"The controversial and uncompleted monument in Kars is being dismantled." (Associated Press) |
By Shaun Walker
The Independent, April 27, 2011
"A monument built to celebrate friendship between Turkey and Armenia is being dismantled, in a gesture that shows how much an attempted rapprochement between the two nations has stalled. The statue, in the eastern Turkish city of Kars, depicts two figures emerging from a single mass, signifying common ground between nations with a bitter and difficult history, and was commissioned in 2006 to commemorate cautiously improving ties between them. The countries have been in dispute over the mass killings of up to 1.5 million Armenians during the First World War which Armenia, along with most of the rest of the world, says was genocide but which Turkey refuses to acknowledge as such. Ankara insists that deaths occurred on both sides during a situation of civil war. A crane has been brought to dismantle the 35-metre statue and yesterday the head from one of the figures, which alone weighed 19 tonnes, was removed.

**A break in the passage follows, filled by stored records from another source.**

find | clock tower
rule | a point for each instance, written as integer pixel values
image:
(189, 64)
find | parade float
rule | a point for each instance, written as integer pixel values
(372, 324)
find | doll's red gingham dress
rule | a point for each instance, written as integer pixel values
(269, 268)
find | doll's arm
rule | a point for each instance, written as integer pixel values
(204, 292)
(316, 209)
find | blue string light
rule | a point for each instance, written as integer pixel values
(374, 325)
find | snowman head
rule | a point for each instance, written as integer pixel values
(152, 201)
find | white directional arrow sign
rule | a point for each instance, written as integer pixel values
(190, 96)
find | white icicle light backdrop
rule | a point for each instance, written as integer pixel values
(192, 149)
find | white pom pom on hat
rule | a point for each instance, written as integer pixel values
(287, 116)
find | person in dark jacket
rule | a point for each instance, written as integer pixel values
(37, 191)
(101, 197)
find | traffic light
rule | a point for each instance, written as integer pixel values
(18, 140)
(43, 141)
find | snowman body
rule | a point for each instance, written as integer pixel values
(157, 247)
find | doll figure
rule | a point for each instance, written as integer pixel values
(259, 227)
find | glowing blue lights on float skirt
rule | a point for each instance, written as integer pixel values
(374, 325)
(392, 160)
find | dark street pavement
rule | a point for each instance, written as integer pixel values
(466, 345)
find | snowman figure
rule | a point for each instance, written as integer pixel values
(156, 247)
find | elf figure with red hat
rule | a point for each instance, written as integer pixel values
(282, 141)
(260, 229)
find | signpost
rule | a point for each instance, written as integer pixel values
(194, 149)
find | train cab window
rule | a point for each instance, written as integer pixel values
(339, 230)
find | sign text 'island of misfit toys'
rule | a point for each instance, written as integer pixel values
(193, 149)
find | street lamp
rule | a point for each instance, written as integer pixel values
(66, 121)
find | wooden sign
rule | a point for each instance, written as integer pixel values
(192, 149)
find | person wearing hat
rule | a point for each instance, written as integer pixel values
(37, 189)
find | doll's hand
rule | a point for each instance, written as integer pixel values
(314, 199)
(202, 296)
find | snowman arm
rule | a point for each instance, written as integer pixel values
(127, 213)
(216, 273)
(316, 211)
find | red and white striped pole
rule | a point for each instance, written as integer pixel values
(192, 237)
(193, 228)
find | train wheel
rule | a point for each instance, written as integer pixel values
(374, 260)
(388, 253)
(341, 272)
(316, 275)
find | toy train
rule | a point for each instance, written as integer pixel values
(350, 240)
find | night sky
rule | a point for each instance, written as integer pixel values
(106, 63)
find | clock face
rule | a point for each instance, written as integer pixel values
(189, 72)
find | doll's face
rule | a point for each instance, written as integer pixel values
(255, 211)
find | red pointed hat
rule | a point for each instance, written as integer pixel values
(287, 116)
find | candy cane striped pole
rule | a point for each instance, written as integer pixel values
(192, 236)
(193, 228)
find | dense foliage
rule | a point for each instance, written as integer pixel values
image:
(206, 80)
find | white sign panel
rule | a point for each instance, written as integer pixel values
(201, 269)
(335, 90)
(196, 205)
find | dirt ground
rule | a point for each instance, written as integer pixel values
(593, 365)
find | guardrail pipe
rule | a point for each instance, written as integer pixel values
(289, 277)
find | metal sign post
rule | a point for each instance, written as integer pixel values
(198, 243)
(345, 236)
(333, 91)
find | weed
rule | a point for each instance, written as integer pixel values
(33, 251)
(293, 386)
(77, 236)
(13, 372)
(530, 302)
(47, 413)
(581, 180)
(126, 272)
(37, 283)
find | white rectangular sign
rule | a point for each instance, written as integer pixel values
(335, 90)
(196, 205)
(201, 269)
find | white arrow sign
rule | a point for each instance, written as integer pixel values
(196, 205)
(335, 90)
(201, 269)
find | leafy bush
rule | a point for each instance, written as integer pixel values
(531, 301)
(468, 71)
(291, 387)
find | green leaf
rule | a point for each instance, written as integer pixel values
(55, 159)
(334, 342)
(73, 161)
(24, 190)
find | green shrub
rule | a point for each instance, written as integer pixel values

The demolition process is expected to take more than a week. 'I am really sorry, sorry on behalf of Turkey,' said Mehmet Aksoy, creator of the monument. 'They can demolish it, we will re-make it.' Tentative efforts at mending ties between Turkey and Armenia started a few years ago, and in 2008 negotiations began to open the long-sealed border between the countries, which would have boosted trade and commerce and proved especially useful to landlocked Armenia. Last year talks were abandoned, and rhetoric between the two has become increasingly tense.